As a result of observation, as shown in Table 6 below, it can be seen that the coating film is less washed out by water compared to the inorganic powder not coated with anionic polysaccharides, which is considered to have an effect of preventing the makeup layer from collapsing by sweat or water. In particular, it remains less washed out by water despite being coated with a hydrophilic material rather than a hydrophobic material, which is expected to reduce the stuffiness caused by the hydrophobic material.

TABLE 6
Classification Degree of washout by water
Mica           Very high
Synthetic mica Very high
Example 3      Low
Example 4      Low
Example 6      Low
Example 7      Low

[Experimental Example 6] Improvement Test of Powder

Transferring

1 g of the measurement sample was dispersed in 2 mL of water, and then 50 μL of the dispersion was taken and dropped on a slide glass, and then sufficiently dried at room temperature. A black cloth or artificial leather was placed on the dried coating film, and an object of a certain weight was placed on it and leaved for 1 minute. The amount of powder attached to the black cloth was observed as shown in FIGS. 3(A) and 3(B). FIG. 3(A) shows an image before placing the object of a certain weight on the black cloth, and FIG. 3(B) shows an image confirming the degree of transferring on the black cloth after the object of a certain weight was placed on the black cloth. In addition, the appearance of synthetic mica (indicated as S. Mica in the drawing) and Example 6 (indicated as Ex. 6 in the drawing) were shown, respectively.

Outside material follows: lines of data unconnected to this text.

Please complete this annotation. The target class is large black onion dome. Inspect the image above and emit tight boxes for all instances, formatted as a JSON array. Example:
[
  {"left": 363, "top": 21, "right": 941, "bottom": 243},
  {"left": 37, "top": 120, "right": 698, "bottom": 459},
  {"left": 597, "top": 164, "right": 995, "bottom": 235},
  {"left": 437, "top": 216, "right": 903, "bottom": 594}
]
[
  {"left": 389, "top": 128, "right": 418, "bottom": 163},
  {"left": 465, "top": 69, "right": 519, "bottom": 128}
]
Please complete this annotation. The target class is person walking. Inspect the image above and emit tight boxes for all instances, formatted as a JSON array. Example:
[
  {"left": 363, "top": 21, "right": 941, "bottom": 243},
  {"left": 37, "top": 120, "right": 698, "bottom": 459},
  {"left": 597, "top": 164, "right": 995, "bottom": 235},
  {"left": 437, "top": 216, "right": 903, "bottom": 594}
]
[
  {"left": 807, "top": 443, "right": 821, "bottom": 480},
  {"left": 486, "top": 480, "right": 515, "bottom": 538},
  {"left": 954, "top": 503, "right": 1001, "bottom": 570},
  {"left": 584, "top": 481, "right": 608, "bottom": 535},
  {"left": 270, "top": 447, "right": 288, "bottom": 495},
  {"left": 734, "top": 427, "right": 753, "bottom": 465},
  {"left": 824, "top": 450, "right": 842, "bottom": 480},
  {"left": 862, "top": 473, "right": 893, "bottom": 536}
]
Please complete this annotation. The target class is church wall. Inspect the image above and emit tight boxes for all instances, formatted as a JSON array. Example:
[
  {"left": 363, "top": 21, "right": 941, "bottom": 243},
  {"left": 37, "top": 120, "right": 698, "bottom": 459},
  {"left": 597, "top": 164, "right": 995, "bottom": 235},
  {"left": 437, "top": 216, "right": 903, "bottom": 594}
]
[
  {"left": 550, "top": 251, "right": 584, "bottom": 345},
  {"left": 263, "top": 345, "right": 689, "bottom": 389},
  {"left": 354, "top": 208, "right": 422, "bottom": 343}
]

Table 7 shows the results of determination based on the transferred amount.

As a result of observation, it was confirmed that transferring was reduced compared to the non-coated one, by stably coating the anionic polysaccharide on the surface of the inorganic powder.

TABLE 7
Classification Degree of transferring
Mica           High
Synthetic mica High
Example 3      Very low
Example 4      Very low
Example 6      Very low
Example 7      Very low

[Experimental Example 7] Formation of a Smooth Coating Film

1 g of the measurement sample was well dispersed in 2 mL of water, placed in a petri dish, and sufficiently dried at room temperature. The smoothness of the coating film formed after drying was visually observed as shown in FIG. 4. Then, the gloss of this coating film was measured using a gloss meter and shown in Table 8. FIG. 4 shows the appearance of synthetic mica (indicated as S. Mica in the drawing) and Example 6 (indicated as Ex. 6 in the drawing).

As a result of observation, it was found that the sample coated with the anionic polysaccharide was smoother with the naked eye compared to the sample that was not coated with the anionic polysaccharide, and the gloss value was higher due to the smooth surface.

TABLE 8
Classification Gloss
Mica           112.5
Synthetic mica 291.8
Example 3      121.9
Example 6      327.5
Example 7      326.1

[Experimental Example 8] Transmittance Measurement for Visible Light

After the measurement sample was dispersed in distilled water at a concentration of 0.001 to 0.01% by weight, the degree of transmission for visible light in a wavelength region of 400 to 700 nm was measured using a UV/VIS instrument. Specifically, it was measured with the synthetic mica at a concentration of 0.01% by weight, and the titanium at a concentration of 0.001% by weight. FIG. 5(A) shows the graph of synthetic mica (indicated as S. Mica in the drawing) and Example 6 (indicated as Ex. 6 in the drawing), respectively. In addition, FIG. 5(B) shows the graph of titanium (indicated as TiO₂ in the drawing) and Example 8 (indicated as Ex. 8 in the drawing), respectively.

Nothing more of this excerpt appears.